When you have been in commercial real estate for over 30 years, you tend to have at least a few words of wisdom. Here are some of the observations we have made on how to successfully buy commercial real estate, which includes self-storage facilities, mobile home parks, RV parks, billboards – basically everything out there.
You make all your money by selecting what to buy
Real estate is a strange animal. The greatest value add you offer is the initial selection of the property. If you buy a bad property, even the greatest manager in the world cannot save you. And if you buy a great property, even the worst manager in the world cannot stop you from being successful. So the most important thing you can do as a buyer of real estate is to be a great shopper. You have to be able to identify what is an opportunity from what is not an opportunity. If you can’t tell the difference yet, then hold off buying until you figure it out.

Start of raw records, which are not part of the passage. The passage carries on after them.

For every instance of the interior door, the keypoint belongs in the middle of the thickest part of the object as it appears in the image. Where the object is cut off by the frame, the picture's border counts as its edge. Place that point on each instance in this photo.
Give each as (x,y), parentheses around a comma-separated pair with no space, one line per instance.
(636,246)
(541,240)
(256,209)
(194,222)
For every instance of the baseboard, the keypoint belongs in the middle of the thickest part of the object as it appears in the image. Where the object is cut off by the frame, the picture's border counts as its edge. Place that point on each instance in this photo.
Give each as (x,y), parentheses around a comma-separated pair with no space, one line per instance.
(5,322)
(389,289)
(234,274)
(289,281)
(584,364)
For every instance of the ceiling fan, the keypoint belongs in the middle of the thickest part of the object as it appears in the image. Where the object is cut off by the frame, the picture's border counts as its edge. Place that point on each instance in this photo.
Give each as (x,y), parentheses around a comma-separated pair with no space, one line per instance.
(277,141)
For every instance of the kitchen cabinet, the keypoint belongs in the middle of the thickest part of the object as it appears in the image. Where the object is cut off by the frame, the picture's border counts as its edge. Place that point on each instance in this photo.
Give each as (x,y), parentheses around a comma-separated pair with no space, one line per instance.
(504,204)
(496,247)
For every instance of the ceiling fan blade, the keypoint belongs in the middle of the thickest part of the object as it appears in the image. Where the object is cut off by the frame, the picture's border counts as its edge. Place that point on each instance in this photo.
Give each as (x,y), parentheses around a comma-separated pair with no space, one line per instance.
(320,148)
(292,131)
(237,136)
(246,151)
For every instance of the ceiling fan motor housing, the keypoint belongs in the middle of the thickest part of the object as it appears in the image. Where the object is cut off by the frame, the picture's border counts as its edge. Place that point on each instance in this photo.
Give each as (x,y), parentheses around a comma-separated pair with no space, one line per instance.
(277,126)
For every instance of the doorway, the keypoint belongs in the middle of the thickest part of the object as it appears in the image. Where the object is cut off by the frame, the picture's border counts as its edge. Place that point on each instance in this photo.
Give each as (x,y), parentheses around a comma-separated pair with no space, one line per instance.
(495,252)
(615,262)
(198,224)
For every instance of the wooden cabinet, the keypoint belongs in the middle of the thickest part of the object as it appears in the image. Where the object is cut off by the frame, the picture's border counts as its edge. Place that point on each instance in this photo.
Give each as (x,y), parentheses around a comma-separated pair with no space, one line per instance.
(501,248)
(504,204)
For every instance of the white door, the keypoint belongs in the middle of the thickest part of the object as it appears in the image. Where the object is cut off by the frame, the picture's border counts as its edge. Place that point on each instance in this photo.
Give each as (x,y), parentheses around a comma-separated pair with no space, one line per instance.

You must also understand timing and wait for it
You’ve heard the old expression “buy low and sell high”. A big part of that description relates to the macro market conditions. You want to buy when everybody else is selling, and vice versa. If the market is frothy with demand and prices are skyrocketing, then wait until it goes back down. Conrad Hilton, the famous American hotel tycoon, learned this lesson during the Roaring 20’s. After losing all of his hotels to foreclosure during the Great Depression, he said “the secret to real estate is to never build a hotel, but to let somebody else build it and then buy it for a penny on the dollar during a recession.” Some of America’s greatest fortunes were made during the Savings & Loan crisis of the late 1980’s, from people who sat by and waited until the booming market collapsed, and then bought those properties for next to nothing from the FDIC.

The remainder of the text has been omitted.